軍事評論家=佐藤守のブログ日記

軍事を語らずして日本を語る勿れ

人質事件、シナリオが崩れた?

今朝のニュースは【イスラム国が後藤さんを殺害した映像】が流れたことに集中した。
産経は≪警察当局は1日早朝、イスラムスンニ派過激組織「イスラム国」に拘束されていた後藤健二さんを殺害したとみられる映像が公開されたことを受けた関係閣僚会議で「本人であるという信憑性が高い」と報告した。
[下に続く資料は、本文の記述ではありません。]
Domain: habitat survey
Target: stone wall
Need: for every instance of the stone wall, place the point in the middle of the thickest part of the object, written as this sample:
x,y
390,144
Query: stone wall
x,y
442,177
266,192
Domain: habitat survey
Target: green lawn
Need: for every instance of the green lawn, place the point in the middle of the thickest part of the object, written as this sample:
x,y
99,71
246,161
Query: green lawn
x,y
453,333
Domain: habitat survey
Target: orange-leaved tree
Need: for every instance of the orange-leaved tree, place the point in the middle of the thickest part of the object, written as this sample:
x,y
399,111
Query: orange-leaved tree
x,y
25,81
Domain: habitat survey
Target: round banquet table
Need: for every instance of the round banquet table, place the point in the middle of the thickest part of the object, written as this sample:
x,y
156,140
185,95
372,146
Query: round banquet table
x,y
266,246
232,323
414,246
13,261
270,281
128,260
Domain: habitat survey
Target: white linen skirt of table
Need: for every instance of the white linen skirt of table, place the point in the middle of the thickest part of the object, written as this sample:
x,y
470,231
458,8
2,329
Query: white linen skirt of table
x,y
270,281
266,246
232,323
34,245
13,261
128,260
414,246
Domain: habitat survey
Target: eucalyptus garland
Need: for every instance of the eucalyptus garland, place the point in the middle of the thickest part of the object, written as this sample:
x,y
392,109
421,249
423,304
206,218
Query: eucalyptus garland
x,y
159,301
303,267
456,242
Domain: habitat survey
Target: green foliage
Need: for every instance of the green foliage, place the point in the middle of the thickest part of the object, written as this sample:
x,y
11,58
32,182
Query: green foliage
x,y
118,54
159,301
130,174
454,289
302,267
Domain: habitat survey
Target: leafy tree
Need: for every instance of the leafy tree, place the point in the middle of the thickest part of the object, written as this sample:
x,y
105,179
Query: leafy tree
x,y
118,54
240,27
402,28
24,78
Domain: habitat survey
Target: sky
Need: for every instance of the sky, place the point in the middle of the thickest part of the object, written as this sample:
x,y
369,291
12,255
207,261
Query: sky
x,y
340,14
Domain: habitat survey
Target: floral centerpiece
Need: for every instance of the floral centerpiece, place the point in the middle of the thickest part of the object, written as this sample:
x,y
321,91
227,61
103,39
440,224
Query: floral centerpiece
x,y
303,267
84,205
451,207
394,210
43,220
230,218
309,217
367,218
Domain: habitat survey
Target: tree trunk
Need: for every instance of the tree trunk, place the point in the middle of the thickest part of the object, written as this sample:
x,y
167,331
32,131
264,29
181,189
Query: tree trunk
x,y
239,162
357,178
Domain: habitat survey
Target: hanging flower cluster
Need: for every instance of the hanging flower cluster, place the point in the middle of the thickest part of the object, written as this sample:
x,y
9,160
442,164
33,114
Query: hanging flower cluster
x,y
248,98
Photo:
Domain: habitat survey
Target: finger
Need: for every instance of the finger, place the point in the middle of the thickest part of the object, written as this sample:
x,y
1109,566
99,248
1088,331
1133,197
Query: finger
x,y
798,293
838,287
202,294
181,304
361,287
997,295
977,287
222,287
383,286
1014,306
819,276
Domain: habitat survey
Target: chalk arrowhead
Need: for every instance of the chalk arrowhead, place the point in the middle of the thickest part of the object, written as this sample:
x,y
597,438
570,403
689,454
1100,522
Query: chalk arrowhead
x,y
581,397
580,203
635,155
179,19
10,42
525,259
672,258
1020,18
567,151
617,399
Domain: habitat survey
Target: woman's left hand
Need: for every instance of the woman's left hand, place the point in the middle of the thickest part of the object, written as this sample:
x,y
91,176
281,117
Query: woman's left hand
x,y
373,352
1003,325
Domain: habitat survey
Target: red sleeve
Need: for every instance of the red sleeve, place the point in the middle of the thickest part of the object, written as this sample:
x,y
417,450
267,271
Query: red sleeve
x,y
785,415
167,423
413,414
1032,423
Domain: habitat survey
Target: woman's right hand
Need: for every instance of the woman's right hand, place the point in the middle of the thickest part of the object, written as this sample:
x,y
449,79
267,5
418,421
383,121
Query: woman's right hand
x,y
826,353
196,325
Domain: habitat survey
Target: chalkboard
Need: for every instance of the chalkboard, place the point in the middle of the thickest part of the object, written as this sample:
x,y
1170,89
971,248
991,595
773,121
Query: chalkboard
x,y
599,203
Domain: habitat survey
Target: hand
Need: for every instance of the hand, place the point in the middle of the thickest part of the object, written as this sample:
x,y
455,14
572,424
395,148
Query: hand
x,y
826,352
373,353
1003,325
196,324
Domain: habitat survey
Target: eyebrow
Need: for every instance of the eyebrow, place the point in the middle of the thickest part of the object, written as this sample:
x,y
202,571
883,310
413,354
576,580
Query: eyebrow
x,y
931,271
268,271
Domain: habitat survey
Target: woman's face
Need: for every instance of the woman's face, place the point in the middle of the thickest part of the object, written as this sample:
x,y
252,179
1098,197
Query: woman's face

中谷元・防衛相が首相官邸で記者団に明らかにした。…≫と流した程度で、TV各社もそこそこ首相談話などを報じたが、その後は平常番組に戻った。
ところが素早く「報道ステーション」をニュース特番で組んだのはやはりテレ朝だった。
朝日デジタルニュースも、≪過激派組織「イスラム国」による人質事件で、拘束されたフリージャーナリスト後藤健二さん(47)=東京都港区=とみられる男性が殺害される様子の動画が日本時間1日早朝、インターネットに公開された。

≪後藤さんとみられる映像、朝日デジタルから≫

新たに公開された動画の題名は「日本政府へのメッセージ」。後藤さんとみられる男性がひざまずき、横にはナイフを持った黒ずくめの男が立っている。男が英語で、日本が「イスラム国」と戦う連合に参加したことを理由に後藤さんを殺害するなどと語り、最後に「日本にとっての悪夢を始めよう」と言って、後藤さんの首にナイフを突きつける場面で映像が暗転。その後、男性の遺体が映し出される。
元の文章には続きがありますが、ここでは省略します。